The case has also featured an ancillary battle over the challengers’ efforts to depose Trump administration officials. Judge Furman authorized a deposition of a Justice Department official as well as a limited deposition of Ross. The government appealed to the Supreme Court, which permitted the deposition of John Gore, then the acting assistant attorney general for civil rights, but blocked the questioning of the commerce secretary.

In that decision, two justices may have tipped their hand on the larger question now before the court. Justice Neil M. Gorsuch wrote an opinion joined by Justice Clarence Thomas that said “there’s nothing unusual about a new cabinet secretary coming to office inclined to favor a different policy direction, soliciting support from other agencies to bolster his views, disagreeing with staff or cutting through red tape.”

Meanwhile, Furman held a trial last fall, and then based his decision on the lengthy administrative record, and the plaintiffs have ended their efforts to depose Ross (though the question of whether a district court may order discovery to probe the “mental processes” of executive branch officials is part of the government’s appeal).

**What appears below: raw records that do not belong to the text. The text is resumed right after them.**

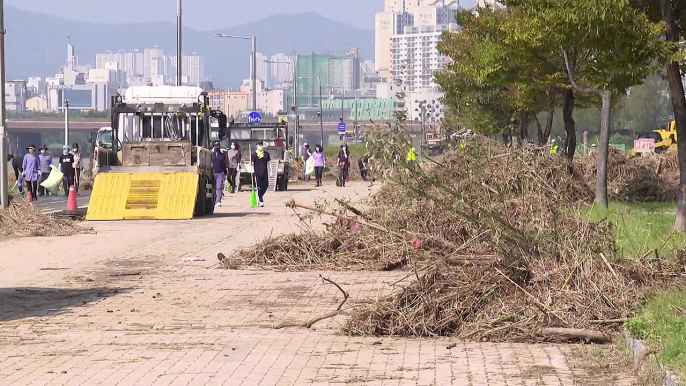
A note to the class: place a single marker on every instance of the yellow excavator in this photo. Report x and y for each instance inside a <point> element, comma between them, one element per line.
<point>159,165</point>
<point>665,139</point>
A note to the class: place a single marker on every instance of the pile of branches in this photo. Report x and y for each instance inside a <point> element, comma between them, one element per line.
<point>20,219</point>
<point>494,245</point>
<point>653,178</point>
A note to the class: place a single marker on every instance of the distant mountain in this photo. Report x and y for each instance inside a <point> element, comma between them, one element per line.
<point>36,43</point>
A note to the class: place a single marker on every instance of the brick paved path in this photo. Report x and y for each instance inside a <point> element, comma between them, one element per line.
<point>123,308</point>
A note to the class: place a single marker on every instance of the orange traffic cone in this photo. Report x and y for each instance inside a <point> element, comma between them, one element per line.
<point>71,201</point>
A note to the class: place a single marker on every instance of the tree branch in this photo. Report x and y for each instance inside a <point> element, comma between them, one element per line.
<point>329,315</point>
<point>570,73</point>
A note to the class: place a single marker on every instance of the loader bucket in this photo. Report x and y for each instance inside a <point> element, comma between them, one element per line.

Christopher J. Hajec, litigation director of the Immigration Reform Law Institute in Washington, D.C., says the federal district judge’s view that Ross acted on pretext was unconvincing because the judge did not identify an improper motive.

“As long as the secretary had a reasoned basis for his decision, it doesn’t matter what other motives he had or what motives the president may have, whether they are ideological or political,” adds Hajec, whose group is affiliated with the Federation for American Immigration Reform, which backs the citizenship question.

“It seems like a fundamental thing that the government might want to know, the number of noncitizens living within its borders,” Hajec says.

The ACLU’s Ho says that while the inclusion of a citizenship question on the decennial census through 1950 was not overly controversial, Ross is seeking to reinstate the question in a much more fraught environment.

“The political and social context is looking to be very different in 2020 than it was in 1950,” Ho says. “Questions about citizenship have a kind of salience today that was not necessarily there in the first half of the 20th century.”



The print version of “Census Fracas” should have clarified that California faces a “certainly impending” risk of losing a seat in the house while five other states faced a “substantial” risk of losing a seat.

This article was published in the April 2019 ABA Journal magazine with the title "Census Fracas: Court considers whether inquiry about citizenship belongs on the U.S. questionnaire."